In a speech at the Brookings Institution on Tuesday President Obama – without giving specifics or numbers and staying away from the term “stimulus” – outlined his plan to spur job creation against the background of a still-ailing employment market. While the package contains a few small and temporary tax cuts, the bulk of the package is more of the same Keynesian spending along the same lines of the last “stimulus” package, in the wake of which unemployment had surged to currently 10.2 percent at its highest just several weeks ago.

Among the tax cuts are dropping the capital gains rate for small business investments to zero for one year, and extending expensing for small business otherwise set to expire at the end of the year. The rest of his package, however, consists of a flood of new infrastructure spending, new spending for weatherization projects and green jobs, and more money to further extend unemployment benefits, COBRA and more money for state and local governments.

The President suggested that repaid funds of the Troubled Asset Relief Program (TARP) could be used to pay for part of his plans – rather than repaying the money to the Treasury, as the original law stipulated.

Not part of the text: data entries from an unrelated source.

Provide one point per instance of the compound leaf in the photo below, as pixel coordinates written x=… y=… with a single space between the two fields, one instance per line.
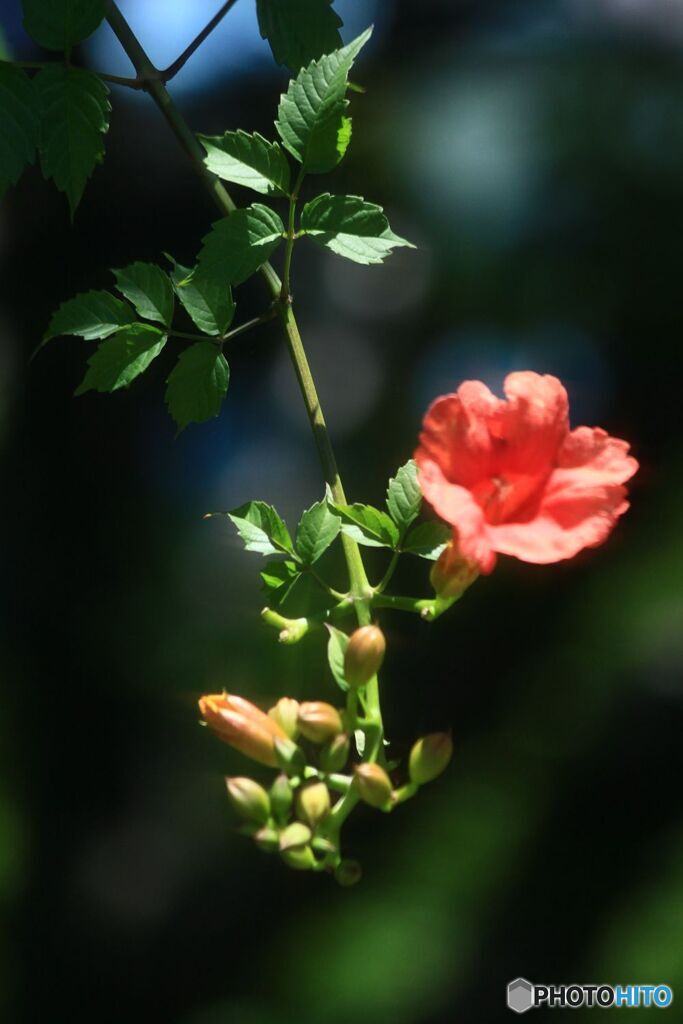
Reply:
x=121 y=358
x=248 y=160
x=298 y=30
x=404 y=496
x=75 y=118
x=261 y=528
x=310 y=117
x=148 y=289
x=198 y=384
x=90 y=315
x=58 y=25
x=240 y=244
x=351 y=227
x=208 y=302
x=368 y=525
x=19 y=124
x=427 y=540
x=317 y=528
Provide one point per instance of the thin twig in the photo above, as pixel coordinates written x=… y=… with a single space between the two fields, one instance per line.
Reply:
x=173 y=69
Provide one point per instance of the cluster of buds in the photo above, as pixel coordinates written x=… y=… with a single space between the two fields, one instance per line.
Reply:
x=299 y=815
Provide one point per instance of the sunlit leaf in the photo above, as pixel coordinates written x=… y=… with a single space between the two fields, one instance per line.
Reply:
x=351 y=227
x=311 y=122
x=198 y=384
x=119 y=359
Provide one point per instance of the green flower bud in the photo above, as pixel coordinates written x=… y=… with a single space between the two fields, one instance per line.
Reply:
x=348 y=872
x=289 y=757
x=281 y=798
x=365 y=654
x=373 y=783
x=429 y=757
x=335 y=754
x=300 y=858
x=295 y=836
x=318 y=721
x=249 y=799
x=285 y=714
x=312 y=803
x=267 y=840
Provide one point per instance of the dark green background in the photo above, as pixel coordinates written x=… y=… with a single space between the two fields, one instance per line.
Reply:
x=534 y=152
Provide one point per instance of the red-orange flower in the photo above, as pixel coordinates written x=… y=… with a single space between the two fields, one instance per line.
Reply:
x=512 y=478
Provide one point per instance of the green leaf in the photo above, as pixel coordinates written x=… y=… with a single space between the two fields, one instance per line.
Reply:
x=278 y=574
x=198 y=384
x=208 y=302
x=248 y=160
x=337 y=645
x=19 y=124
x=58 y=25
x=310 y=117
x=148 y=289
x=368 y=525
x=404 y=496
x=122 y=357
x=298 y=30
x=428 y=540
x=75 y=118
x=316 y=530
x=261 y=528
x=239 y=245
x=351 y=227
x=90 y=315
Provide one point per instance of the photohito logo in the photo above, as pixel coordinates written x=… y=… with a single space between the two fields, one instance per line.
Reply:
x=523 y=995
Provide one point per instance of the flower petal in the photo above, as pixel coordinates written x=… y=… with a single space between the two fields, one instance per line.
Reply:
x=456 y=505
x=531 y=425
x=456 y=433
x=569 y=519
x=591 y=457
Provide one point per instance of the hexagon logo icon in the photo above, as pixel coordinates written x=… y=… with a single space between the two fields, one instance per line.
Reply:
x=520 y=995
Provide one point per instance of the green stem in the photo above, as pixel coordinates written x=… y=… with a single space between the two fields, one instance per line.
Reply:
x=155 y=86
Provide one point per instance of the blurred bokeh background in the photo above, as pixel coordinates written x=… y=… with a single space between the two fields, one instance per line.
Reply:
x=534 y=151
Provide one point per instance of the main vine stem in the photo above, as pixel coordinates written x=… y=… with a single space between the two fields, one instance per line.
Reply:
x=153 y=82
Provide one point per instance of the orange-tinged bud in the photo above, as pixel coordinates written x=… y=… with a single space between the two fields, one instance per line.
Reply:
x=313 y=803
x=365 y=654
x=294 y=837
x=249 y=799
x=300 y=858
x=373 y=783
x=429 y=757
x=335 y=754
x=285 y=714
x=244 y=726
x=452 y=574
x=318 y=721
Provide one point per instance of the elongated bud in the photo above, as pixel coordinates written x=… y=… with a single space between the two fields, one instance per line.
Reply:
x=249 y=799
x=290 y=758
x=429 y=757
x=365 y=654
x=244 y=726
x=318 y=721
x=285 y=714
x=313 y=803
x=373 y=783
x=452 y=573
x=267 y=840
x=294 y=837
x=335 y=754
x=348 y=872
x=300 y=858
x=281 y=798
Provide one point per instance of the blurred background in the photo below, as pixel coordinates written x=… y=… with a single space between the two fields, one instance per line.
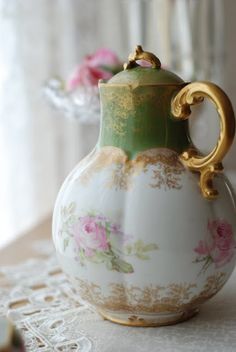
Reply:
x=42 y=39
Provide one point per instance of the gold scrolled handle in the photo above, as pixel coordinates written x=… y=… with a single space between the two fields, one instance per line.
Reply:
x=139 y=54
x=208 y=165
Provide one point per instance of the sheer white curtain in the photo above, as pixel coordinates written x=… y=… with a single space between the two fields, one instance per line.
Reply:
x=43 y=38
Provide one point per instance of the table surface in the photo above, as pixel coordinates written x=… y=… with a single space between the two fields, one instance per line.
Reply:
x=22 y=249
x=213 y=330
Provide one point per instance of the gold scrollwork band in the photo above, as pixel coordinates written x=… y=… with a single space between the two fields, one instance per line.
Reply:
x=210 y=164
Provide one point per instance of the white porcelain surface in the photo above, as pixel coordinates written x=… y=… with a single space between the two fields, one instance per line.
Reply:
x=174 y=224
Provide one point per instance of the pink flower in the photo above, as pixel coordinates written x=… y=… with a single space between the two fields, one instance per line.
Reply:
x=223 y=243
x=94 y=67
x=90 y=235
x=102 y=57
x=202 y=248
x=220 y=245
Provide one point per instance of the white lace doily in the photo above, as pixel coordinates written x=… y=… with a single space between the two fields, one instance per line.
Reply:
x=37 y=296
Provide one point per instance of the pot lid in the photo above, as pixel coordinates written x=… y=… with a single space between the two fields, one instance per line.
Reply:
x=135 y=74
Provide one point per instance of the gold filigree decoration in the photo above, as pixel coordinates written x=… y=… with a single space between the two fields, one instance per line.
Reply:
x=165 y=166
x=150 y=299
x=210 y=165
x=119 y=107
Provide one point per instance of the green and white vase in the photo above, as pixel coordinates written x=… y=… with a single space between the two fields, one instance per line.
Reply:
x=145 y=226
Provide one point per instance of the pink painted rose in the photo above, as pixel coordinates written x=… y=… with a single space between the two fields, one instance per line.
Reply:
x=103 y=64
x=90 y=235
x=223 y=244
x=220 y=246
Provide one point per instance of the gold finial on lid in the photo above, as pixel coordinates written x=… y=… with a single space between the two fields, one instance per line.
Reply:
x=139 y=54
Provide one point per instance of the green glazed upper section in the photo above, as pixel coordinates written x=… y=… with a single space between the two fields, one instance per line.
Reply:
x=137 y=119
x=143 y=76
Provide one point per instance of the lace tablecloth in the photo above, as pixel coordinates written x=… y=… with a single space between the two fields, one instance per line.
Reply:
x=37 y=296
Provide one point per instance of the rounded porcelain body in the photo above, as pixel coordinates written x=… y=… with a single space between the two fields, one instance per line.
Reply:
x=138 y=239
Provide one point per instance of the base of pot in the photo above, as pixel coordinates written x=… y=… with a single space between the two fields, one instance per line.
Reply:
x=145 y=320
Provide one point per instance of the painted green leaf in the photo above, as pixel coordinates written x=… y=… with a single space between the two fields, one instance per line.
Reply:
x=142 y=256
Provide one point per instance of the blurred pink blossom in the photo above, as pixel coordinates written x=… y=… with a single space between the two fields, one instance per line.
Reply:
x=100 y=65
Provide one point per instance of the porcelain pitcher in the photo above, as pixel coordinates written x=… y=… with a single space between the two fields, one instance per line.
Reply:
x=145 y=225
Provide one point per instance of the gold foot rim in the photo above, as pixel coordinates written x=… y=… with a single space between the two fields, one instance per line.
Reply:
x=155 y=321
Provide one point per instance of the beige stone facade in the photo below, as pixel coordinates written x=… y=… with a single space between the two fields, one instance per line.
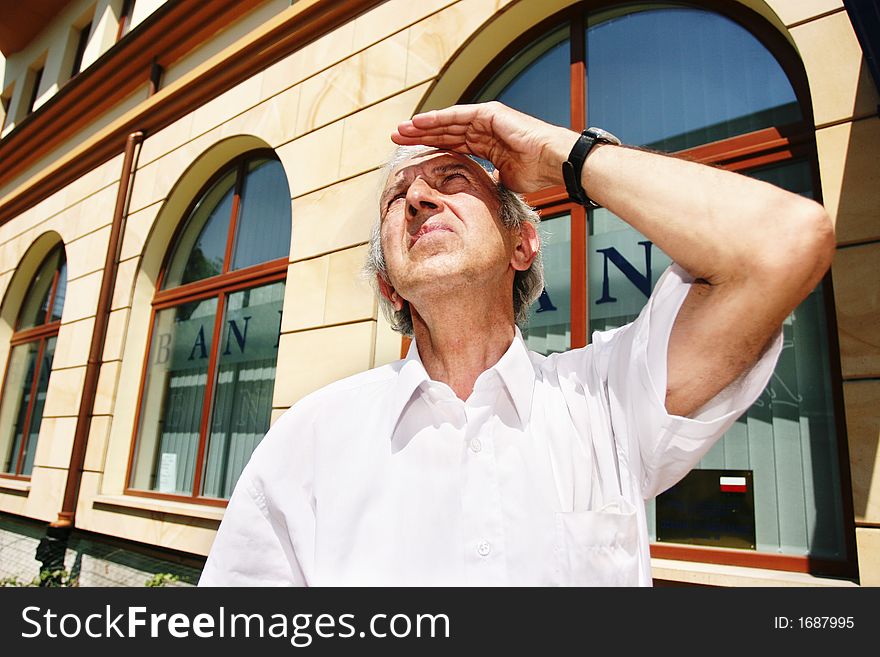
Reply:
x=326 y=109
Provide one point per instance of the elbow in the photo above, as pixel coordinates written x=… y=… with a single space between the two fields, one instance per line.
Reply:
x=817 y=245
x=801 y=253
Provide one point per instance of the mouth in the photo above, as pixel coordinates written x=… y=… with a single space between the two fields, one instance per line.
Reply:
x=427 y=229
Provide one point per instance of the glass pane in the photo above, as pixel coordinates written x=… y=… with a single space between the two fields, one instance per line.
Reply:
x=16 y=399
x=173 y=398
x=201 y=247
x=549 y=328
x=695 y=77
x=788 y=438
x=622 y=268
x=245 y=382
x=263 y=231
x=36 y=303
x=30 y=449
x=537 y=81
x=60 y=293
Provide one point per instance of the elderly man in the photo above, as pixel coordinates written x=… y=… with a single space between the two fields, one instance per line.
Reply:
x=476 y=462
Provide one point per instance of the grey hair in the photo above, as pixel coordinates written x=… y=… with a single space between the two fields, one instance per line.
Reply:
x=514 y=211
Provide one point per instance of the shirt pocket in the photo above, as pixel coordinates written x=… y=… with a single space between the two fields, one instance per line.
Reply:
x=597 y=548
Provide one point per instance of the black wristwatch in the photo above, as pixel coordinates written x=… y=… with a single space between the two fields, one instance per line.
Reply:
x=571 y=168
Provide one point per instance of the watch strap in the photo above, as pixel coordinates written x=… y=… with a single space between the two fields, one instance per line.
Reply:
x=573 y=166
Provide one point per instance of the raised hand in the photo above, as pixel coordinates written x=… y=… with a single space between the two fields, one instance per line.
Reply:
x=527 y=152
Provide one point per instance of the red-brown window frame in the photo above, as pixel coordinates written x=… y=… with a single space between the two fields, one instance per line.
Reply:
x=739 y=153
x=125 y=13
x=218 y=287
x=41 y=333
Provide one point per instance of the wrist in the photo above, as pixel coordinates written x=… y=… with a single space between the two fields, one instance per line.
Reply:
x=574 y=171
x=555 y=151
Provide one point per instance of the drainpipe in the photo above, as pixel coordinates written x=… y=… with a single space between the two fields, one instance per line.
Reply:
x=52 y=548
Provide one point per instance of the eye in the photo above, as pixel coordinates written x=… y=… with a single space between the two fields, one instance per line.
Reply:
x=453 y=176
x=395 y=198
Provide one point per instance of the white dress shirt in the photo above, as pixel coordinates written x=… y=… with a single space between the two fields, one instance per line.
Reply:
x=539 y=478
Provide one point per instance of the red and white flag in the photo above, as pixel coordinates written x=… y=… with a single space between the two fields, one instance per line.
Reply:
x=733 y=484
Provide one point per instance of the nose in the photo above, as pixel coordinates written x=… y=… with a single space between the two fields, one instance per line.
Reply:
x=422 y=200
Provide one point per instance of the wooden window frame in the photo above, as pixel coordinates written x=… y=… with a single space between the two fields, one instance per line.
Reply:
x=739 y=153
x=40 y=333
x=35 y=89
x=219 y=287
x=82 y=42
x=125 y=13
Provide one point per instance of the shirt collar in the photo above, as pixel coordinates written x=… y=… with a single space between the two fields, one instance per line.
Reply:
x=514 y=368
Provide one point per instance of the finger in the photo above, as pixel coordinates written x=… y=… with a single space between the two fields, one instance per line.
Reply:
x=407 y=128
x=461 y=115
x=440 y=140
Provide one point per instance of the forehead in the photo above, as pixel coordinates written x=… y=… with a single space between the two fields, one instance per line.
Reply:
x=432 y=161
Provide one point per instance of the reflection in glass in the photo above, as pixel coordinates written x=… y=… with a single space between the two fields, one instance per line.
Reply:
x=20 y=415
x=16 y=400
x=174 y=398
x=201 y=247
x=537 y=80
x=245 y=380
x=695 y=77
x=36 y=304
x=60 y=292
x=549 y=328
x=263 y=231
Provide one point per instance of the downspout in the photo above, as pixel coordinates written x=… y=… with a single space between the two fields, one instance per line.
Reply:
x=55 y=543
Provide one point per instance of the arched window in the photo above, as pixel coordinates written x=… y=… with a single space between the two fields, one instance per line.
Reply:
x=206 y=395
x=30 y=363
x=693 y=82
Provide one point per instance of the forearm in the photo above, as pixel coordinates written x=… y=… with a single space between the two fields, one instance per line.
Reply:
x=720 y=226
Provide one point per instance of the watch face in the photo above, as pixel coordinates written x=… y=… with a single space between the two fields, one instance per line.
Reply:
x=604 y=135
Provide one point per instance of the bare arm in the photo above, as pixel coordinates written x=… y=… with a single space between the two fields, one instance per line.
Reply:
x=755 y=249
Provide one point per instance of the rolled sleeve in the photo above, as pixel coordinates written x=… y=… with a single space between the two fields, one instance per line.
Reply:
x=247 y=551
x=635 y=365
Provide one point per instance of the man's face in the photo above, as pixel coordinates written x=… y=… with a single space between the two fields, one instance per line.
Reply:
x=440 y=226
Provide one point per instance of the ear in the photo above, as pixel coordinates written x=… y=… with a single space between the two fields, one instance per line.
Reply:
x=527 y=246
x=387 y=291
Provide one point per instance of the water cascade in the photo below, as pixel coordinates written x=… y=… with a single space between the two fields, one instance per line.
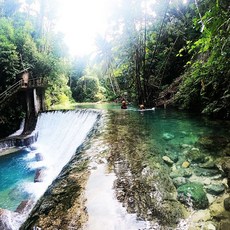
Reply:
x=59 y=135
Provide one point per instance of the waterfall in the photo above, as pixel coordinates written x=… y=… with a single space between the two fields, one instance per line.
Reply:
x=60 y=133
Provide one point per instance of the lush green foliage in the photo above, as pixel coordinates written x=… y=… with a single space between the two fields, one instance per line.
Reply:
x=25 y=43
x=207 y=80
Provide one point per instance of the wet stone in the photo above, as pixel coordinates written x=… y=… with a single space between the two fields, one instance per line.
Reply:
x=206 y=172
x=227 y=204
x=180 y=181
x=194 y=193
x=181 y=173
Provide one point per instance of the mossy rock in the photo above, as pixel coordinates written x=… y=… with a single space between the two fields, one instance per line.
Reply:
x=192 y=194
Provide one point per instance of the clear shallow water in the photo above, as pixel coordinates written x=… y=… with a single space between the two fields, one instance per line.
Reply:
x=13 y=172
x=59 y=135
x=151 y=133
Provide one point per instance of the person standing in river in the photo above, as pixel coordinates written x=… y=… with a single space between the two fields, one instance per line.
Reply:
x=123 y=104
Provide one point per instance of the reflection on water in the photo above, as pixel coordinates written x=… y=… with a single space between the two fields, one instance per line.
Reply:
x=151 y=151
x=13 y=172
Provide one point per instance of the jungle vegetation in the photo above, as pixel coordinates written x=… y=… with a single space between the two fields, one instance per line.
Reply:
x=155 y=52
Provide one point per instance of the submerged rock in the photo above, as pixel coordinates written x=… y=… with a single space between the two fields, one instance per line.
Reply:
x=194 y=155
x=194 y=193
x=206 y=172
x=178 y=181
x=168 y=136
x=227 y=204
x=215 y=189
x=167 y=160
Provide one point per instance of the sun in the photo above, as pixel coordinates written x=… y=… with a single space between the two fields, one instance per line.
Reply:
x=80 y=21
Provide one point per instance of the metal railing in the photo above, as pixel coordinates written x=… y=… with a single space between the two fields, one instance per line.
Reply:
x=32 y=83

Here’s what ATR president Grover Norquist had to say:

What the President is largely doing here, is putting lipstick on a pig. The last “stimulus” package was a failure even by the Administration’s own standards of preventing unemployment from going over 8 percent. The package has been growing government at all levels while leaving the private sector in the cold. Now the President wants to throw businesses a bone with a few small tax cuts, but largely continue his spending and debt spree to grow government on the backs of American businesses and families, while turning TARP into a revolving slush fund.

We are reminded of what a smart person once said: ‘The definition of insanity is doing the same thing over and over again and expecting different results.’ If he were serious about job creation, he would look at dropping his job-killing and tax-hiking healthcare, cap-and-trade and card check initiatives and embrace free-market solutions instead.